The median time to SSE in the pazopanib arm was 5.8 months and was not yet reached in the sorafenib group.
Median duration of follow-up was 6.5 months in the pazopanib cohort and 12.8 months in the sorafenib cohort. The pazopanib-treated patients had a median OS of 8.6 months, whereas the sorafenib cohort had a median OS of 7.4 months.

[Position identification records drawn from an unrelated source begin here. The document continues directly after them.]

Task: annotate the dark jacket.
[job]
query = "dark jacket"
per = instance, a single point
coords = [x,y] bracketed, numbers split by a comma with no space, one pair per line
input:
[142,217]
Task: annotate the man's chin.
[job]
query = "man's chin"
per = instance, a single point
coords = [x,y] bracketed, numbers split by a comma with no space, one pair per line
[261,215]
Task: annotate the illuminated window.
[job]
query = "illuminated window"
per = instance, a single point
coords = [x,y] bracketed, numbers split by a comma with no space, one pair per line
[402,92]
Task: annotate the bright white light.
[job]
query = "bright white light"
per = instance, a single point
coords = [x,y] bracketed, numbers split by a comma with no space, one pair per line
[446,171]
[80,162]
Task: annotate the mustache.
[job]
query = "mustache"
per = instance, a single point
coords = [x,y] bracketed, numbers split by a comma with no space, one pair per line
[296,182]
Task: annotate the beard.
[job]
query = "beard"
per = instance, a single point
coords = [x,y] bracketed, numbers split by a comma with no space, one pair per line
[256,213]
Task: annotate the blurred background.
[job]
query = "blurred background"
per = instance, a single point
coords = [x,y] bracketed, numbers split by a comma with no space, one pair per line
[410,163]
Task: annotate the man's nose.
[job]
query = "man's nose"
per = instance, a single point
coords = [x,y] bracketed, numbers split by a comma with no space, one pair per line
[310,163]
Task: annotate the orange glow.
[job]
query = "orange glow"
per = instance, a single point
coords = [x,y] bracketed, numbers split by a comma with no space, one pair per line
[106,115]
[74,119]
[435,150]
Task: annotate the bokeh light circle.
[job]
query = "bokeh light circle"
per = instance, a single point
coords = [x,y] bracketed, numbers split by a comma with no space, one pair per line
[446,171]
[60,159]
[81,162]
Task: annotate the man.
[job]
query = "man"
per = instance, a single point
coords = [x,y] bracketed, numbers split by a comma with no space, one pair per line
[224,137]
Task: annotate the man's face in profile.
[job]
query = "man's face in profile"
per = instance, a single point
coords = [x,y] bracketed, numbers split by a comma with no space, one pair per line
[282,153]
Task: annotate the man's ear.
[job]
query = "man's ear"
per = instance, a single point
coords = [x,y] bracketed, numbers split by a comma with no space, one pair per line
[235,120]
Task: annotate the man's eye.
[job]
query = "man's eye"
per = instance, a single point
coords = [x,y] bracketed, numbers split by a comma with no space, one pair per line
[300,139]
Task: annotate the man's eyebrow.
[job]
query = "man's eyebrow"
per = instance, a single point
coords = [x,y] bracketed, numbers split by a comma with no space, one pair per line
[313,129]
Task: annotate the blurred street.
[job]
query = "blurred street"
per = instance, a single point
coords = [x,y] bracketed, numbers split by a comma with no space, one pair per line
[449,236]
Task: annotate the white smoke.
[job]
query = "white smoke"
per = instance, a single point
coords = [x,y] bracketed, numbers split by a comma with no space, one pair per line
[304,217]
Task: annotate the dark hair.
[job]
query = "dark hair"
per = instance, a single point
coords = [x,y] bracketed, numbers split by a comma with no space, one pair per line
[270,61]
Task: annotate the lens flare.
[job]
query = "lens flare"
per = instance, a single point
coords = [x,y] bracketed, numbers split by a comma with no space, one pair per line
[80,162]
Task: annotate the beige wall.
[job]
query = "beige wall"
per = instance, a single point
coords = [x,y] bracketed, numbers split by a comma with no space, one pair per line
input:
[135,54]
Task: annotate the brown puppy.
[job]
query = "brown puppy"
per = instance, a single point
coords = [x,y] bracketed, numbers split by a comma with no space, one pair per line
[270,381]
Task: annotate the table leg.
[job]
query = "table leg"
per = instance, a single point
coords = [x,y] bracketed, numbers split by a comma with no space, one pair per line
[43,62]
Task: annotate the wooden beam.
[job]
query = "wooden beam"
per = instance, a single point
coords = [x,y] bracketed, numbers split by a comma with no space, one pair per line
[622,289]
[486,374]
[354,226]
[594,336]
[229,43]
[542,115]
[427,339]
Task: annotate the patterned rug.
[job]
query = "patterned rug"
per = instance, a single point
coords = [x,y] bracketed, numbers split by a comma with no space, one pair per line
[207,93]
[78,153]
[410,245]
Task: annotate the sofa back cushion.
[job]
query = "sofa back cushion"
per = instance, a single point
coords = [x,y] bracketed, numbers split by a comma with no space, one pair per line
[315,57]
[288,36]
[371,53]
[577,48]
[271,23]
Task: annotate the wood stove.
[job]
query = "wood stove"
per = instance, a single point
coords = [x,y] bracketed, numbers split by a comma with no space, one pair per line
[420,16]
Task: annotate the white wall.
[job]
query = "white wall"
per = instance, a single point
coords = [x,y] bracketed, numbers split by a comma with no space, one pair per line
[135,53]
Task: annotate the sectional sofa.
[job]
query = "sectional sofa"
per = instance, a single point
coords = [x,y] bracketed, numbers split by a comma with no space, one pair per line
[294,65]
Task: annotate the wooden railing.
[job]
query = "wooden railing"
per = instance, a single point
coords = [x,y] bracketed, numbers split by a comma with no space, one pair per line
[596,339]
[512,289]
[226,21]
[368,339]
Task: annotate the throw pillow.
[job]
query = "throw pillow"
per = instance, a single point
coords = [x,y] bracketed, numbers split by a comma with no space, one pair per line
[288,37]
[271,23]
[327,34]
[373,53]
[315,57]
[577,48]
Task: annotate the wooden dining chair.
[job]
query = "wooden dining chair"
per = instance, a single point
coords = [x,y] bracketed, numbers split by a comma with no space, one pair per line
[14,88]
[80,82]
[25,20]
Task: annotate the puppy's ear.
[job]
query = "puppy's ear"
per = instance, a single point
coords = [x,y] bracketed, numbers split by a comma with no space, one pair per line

Bosse and colleagues noted that the survival was lower than historical values 30 months in trials of first-line therapy and 20 months in second-line trials, emphasizing the poor outcomes associated with advanced RCC and bone metastases.
The safety analysis included all 30 patients (15 in each group). The most common grade 3/4 adverse events with pazopanib were elevated liver-enzymes (ALT, 20%; AST, 14%), proteinuria, elevated serum amylase, and hypertension (13% each). In the sorafenib group, rash was most common (20%); grade 3/4 anemia, fatigue, serum amylase, hand-foot syndrome, and hypertension each occurred in 1 patient.
Bosse D, McKay RR, Gray KP, et al. Pazopanib (p) or sorafenib (s) 1 radium-223 (rad) in metastatic renal cell carcinoma (mrcc) with bone metastases (bm). In: Proceedings from the 2017 ESMO Congress; September 8-12, 2017; Madrid, Spain. Abstract 854PD.